Nike montre des signes encourageants après plusieurs années difficiles, avec un chiffre d’affaires en hausse inattendue au premier trimestre de son exercice décalé. La stratégie menée par le PDG Elliott Hill semble porter ses fruits.
Un coup d’arrêt après trois ans de turbulences
L’équipementier américain a traversé une période complexe, en grande partie à cause des choix stratégiques de son ancienne direction. La firme avait entrepris de diminuer sa dépendance aux distributeurs généralistes (« wholesale ») pour privilégier la vente via ses propres canaux, provoquant une rupture avec des partenaires historiques tels que Macy’s. Cette réorientation a pesé sur les revenus. Sur l’exercice clos en mai, le chiffre d’affaires a reculé de 10 %, et le cours de l’action a perdu 18 % en trois ans, tandis que le concurrent Adidas a connu une croissance supérieure à 50 %.
La transition pilotée par Elliott Hill gagne du terrain
Rappelé de sa retraite il y a environ un an, Elliott Hill a entrepris de corriger le tir. Sous sa direction, Nike a renoué avec la vente directe sur Amazon, interrompue précédemment.

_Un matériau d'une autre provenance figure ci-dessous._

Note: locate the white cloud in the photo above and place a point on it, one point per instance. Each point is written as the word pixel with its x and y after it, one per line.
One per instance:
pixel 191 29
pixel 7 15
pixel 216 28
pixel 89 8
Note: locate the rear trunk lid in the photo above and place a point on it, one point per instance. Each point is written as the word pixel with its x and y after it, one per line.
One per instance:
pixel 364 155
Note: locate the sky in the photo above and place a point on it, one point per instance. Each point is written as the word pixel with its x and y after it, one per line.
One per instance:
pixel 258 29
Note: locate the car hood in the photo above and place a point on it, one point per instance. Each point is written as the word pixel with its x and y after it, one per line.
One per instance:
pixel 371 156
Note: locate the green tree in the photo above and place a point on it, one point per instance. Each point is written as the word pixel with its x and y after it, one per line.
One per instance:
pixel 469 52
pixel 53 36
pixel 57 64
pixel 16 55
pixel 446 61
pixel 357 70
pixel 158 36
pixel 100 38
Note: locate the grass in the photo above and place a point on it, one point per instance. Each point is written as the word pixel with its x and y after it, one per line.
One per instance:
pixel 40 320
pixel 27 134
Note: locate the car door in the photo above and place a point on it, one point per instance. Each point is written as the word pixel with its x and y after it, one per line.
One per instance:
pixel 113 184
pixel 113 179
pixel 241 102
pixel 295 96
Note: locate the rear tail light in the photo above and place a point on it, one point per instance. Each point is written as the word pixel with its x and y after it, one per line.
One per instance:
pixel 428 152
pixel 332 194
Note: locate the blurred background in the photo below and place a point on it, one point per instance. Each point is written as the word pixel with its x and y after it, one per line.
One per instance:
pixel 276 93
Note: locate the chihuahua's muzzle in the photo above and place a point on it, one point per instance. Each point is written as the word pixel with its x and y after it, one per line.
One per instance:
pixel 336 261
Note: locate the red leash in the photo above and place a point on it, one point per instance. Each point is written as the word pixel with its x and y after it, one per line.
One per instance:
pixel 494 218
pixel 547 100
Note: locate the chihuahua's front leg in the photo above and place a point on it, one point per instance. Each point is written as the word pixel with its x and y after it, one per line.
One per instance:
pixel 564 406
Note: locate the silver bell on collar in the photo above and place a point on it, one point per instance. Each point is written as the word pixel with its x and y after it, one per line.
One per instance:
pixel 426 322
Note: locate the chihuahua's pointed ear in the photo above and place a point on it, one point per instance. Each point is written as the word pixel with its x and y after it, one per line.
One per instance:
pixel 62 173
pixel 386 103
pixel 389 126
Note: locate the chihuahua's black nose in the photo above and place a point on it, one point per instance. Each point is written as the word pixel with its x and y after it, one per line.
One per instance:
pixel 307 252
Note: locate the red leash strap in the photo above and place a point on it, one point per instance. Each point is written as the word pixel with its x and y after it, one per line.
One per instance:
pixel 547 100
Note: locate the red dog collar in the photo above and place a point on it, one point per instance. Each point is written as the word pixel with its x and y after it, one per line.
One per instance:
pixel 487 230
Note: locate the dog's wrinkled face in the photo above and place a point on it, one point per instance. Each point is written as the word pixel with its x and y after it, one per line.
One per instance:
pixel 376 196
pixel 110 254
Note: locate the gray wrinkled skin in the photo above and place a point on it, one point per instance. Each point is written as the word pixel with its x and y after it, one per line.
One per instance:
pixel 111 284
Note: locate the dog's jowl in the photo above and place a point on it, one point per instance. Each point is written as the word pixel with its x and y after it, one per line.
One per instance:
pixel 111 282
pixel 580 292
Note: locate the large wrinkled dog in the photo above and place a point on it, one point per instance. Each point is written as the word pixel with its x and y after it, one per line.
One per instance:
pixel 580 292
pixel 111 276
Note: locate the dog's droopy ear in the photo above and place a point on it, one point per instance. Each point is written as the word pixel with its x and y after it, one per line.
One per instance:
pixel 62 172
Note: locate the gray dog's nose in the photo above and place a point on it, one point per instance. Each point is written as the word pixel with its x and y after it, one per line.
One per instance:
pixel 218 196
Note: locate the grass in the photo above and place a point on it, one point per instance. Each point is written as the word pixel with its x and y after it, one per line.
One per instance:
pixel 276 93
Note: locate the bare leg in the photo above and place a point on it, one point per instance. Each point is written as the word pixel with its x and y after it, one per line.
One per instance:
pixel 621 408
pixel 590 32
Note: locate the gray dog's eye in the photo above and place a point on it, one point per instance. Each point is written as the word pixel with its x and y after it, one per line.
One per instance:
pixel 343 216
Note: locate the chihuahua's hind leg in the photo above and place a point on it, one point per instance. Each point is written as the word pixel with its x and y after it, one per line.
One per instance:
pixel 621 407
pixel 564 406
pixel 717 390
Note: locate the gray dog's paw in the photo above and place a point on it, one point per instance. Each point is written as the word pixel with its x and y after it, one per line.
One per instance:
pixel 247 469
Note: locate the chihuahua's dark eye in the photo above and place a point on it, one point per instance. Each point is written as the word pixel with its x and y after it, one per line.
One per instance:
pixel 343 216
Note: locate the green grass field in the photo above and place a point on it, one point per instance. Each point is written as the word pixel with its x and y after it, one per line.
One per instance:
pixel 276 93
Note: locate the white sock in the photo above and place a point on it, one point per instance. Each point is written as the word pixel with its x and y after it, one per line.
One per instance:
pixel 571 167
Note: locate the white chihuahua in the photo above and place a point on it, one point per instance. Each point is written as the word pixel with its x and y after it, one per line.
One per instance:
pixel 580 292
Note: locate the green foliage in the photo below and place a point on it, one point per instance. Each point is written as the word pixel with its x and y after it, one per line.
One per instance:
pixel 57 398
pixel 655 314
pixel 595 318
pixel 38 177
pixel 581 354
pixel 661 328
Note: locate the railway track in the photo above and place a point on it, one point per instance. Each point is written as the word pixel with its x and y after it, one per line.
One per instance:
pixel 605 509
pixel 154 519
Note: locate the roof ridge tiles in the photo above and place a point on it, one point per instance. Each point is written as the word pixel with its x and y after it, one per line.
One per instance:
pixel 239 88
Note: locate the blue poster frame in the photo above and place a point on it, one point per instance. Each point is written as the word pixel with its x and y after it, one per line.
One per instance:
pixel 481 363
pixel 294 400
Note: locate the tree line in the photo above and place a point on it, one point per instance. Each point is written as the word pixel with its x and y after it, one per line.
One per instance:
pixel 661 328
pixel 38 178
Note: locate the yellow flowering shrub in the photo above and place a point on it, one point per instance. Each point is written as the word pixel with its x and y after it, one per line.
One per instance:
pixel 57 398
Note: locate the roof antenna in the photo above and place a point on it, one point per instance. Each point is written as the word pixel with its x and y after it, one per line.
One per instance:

En août, les chaussures de la marque sont revenues en tête de gondole chez Foot Locker, un placement absent depuis deux ans d’après un analyste de JPMorgan cité par Bloomberg.
Le groupe a aussi réduit ses stocks pour libérer de l’espace à de nouvelles collections et recentré son offre sur le cœur historique, le sport – notamment la course à pied – après un recentrage excessif sur le lifestyle. Hill souligne avoir remodelé les trois gammes phares du running : Vomero, Pegasus et Structure.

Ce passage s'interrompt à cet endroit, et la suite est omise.